Mercredi, les policiers ont également arrêté une septième personne, un ancien rédacteur en chef d’Apple Daily.

Plus de 200 agents ont participé à la perquisition, a indiqué la police. Ils avaient un mandat pour saisir des documents journalistiques pertinents en vertu d’une loi sur la sécurité nationale promulguée l’année dernière.

Les sept personnes ont été arrêtées en vertu d’une ordonnance sur la criminalité qui date de l’époque où Hong Kong était une colonie britannique, soit avant 1997, année où elle a été rétrocédée à la Chine. Si ces prévenus sont reconnus coupables, ils pourraient encourir jusqu’à deux ans de prison et une amende pouvant aller jusqu’à 5000 dollars de Hong Kong (820 dollars canadiens).

Tôt mercredi, Stand News a publié sur Facebook une vidéo montrant des policiers au domicile d’un de ses rédacteurs en chef adjoints, Ronson Chan. Celui qui est également président de l’Association des journalistes de Hong Kong a été emmené pour un interrogatoire, a confirmé l’organisation dans un communiqué.

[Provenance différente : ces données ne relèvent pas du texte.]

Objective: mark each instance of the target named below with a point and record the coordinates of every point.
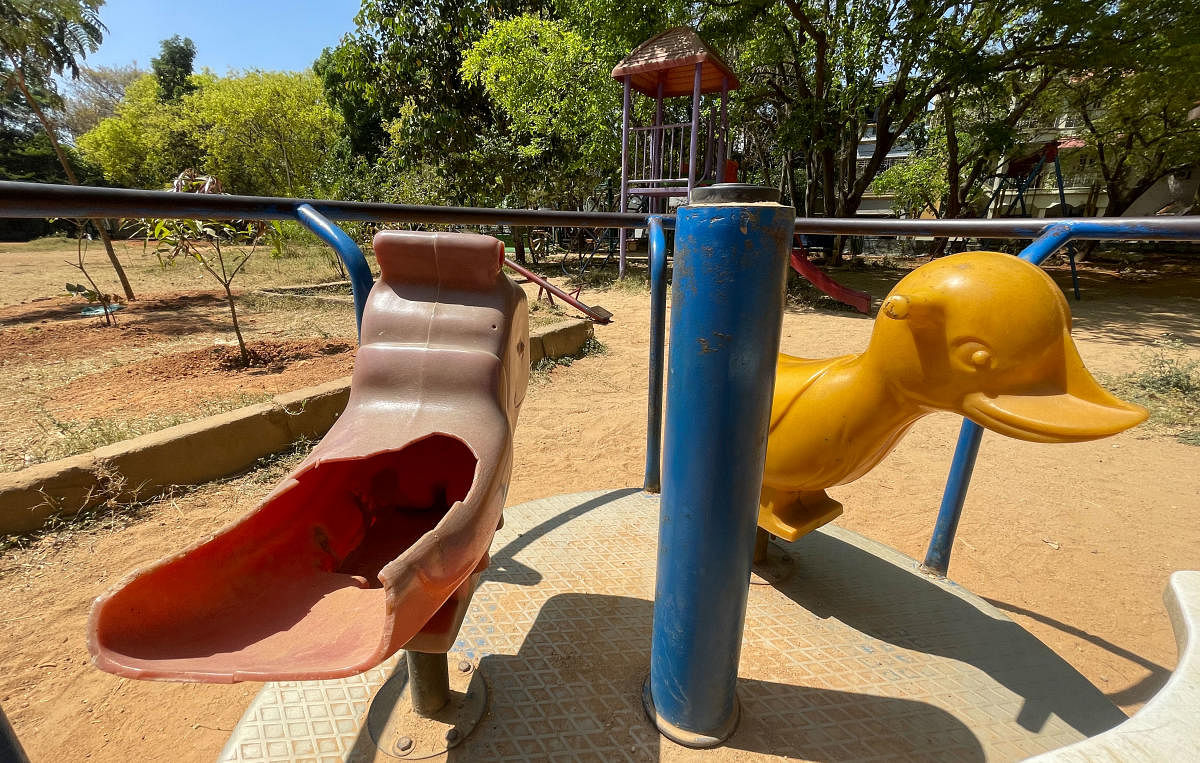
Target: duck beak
(1071, 407)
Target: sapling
(221, 247)
(94, 294)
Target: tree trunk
(953, 172)
(72, 179)
(237, 329)
(519, 234)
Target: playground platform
(852, 653)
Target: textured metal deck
(857, 655)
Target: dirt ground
(1074, 541)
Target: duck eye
(972, 354)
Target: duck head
(988, 335)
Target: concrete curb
(202, 450)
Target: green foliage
(173, 67)
(815, 77)
(95, 96)
(553, 89)
(46, 38)
(396, 80)
(918, 185)
(145, 143)
(221, 247)
(1133, 92)
(264, 133)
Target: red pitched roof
(671, 58)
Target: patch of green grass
(546, 365)
(61, 439)
(1168, 384)
(114, 514)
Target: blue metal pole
(937, 557)
(658, 340)
(726, 312)
(347, 250)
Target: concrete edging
(204, 449)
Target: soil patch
(1074, 541)
(178, 382)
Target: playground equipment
(826, 283)
(870, 656)
(660, 161)
(1020, 174)
(377, 540)
(982, 334)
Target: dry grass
(1168, 384)
(60, 439)
(29, 551)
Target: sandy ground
(1075, 541)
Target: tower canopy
(671, 58)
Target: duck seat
(377, 540)
(983, 335)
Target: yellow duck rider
(982, 334)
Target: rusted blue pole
(347, 251)
(726, 312)
(653, 482)
(941, 542)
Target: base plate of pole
(772, 564)
(399, 731)
(682, 736)
(857, 655)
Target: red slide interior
(294, 586)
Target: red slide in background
(856, 299)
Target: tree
(173, 67)
(221, 247)
(47, 38)
(396, 80)
(1133, 94)
(262, 133)
(543, 77)
(822, 77)
(95, 96)
(147, 143)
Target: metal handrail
(31, 199)
(35, 199)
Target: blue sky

Ronson Chan, qui a ensuite été libéré, a déclaré aux médias que la police avait saisi ses appareils électroniques, ses cartes bancaires et sa carte de presse.

Ces arrestations se produisent alors que les autorités répriment la dissidence dans la ville chinoise semi-autonome. La police de Hong Kong avait précédemment fait une descente dans les bureaux de l’ancien journal Apple Daily, saisissant des boîtes de matériel et des disques durs d’ordinateurs pour aider les autorités dans leur enquête et gelant des millions de dollars, ce qui a par la suite forcé le journal à cesser ses activités.